Project risks evolve fast. Weekly review at standup or PM syncpoint:

## Week of YYYY-MM-DD review

- **PJ-002** (key engineer leave): KT session 3/4 complete. Score
  unchanged.
- **PJ-003** (Auth0 SDK): migration started; likelihood drops 5 → 3.
  New score: 9 (was 15).
- **New PJ-012**: Cloud provider regional outage (us-east-1) on
  YYYY-MM-DD reminded us of single-region risk.
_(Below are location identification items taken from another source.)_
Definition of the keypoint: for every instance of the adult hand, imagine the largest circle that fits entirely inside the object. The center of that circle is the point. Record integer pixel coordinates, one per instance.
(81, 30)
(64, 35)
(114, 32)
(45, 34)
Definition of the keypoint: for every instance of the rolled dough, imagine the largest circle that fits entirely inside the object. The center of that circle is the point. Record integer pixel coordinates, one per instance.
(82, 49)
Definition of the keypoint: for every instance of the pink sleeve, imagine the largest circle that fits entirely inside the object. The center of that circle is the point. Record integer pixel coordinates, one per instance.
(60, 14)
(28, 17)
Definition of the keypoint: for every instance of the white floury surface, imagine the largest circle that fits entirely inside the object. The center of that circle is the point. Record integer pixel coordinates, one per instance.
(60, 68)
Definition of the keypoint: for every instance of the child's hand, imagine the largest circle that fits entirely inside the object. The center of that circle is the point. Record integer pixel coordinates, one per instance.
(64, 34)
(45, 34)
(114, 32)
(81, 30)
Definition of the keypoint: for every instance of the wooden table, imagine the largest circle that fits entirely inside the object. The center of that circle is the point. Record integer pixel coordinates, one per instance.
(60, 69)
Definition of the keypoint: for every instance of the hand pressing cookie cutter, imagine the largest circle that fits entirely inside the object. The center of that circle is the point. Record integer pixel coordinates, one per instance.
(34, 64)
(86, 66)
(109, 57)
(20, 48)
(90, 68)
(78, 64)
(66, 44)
Impact 4,
  likelihood 2, score 8. Strategy: monitor.
- **Triggered PJ-007** (Cyber-week launch): launched successfully;
  retire.

Step 6 - Escalation triggers

Risks scoring ≥15 trigger escalation:

## Escalations this week

- **PJ-002** (score 20): Engineering Director informed.
  Mitigation status: 3/4 KT sessions held; remaining pair-coding
  blocked on engineer availability.

Worked example - quarterly project risk distribution

For a 12-risk register in a Q2 release:

Category	Count	Avg score	Highest
Schedule	3	13	16
People	2	16	20
Vendor	2	12	15
Scope	2	11	12
Environment	2	10	12
Compliance	1	15	15

People + Schedule are dominant - staffing + dependency mitigations need most attention.

Anti-patterns

Anti-pattern	Why it fails	Fix
Mixing project + product risks in one register	Confuses risk-response strategies	Separate registers; this for project, `product-risk-register-builder` for product
"Mitigate" is the only strategy	"Accept" is legitimate; not every risk needs an action	Use all 4 strategies (Avoid / Mitigate / Transfer / Accept)
Weekly review skipped during crunch	Risks compound when ignored	Hold review even briefly; stale register is worse than no register
No retired-risks log	Lose lessons learned	Always keep retired list
Score 25 without escalation	Owner alone can't manage critical risks	Escalation rule per Step 6
Mitigation without owner	Risk floats; no one accountable	Always name an owner
Status column missing	Can't tell if mitigation is on track	"Active / In progress / Mitigated / Triggered / Retired" status

Limitations

Project risks evolve fast. Weekly review is the floor; some risks need daily attention.
Scoring is judgmental. Project context differs by team / industry / org maturity.
Doesn't replace project plan. Risks supplement the plan; they don't replace it.
"Transfer" via vendor contract is often theoretical - contract clauses without enforcement don't actually transfer risk.

References

ISO 31000:2018 "Risk management - Guidelines" - cite by stable ID; iso.org paywall.
PMI PMBOK Guide 7th edition - risk management chapter.
ISTQB Advanced Test Manager (CTAL-TM) syllabus, ch. 5.
ISTQB Glossary - glossary.istqb.org - "project risk" entry.
Sibling skill (different scope): product-risk-register-builder, risk-matrix.
Consumed by: risk-assessment-critic.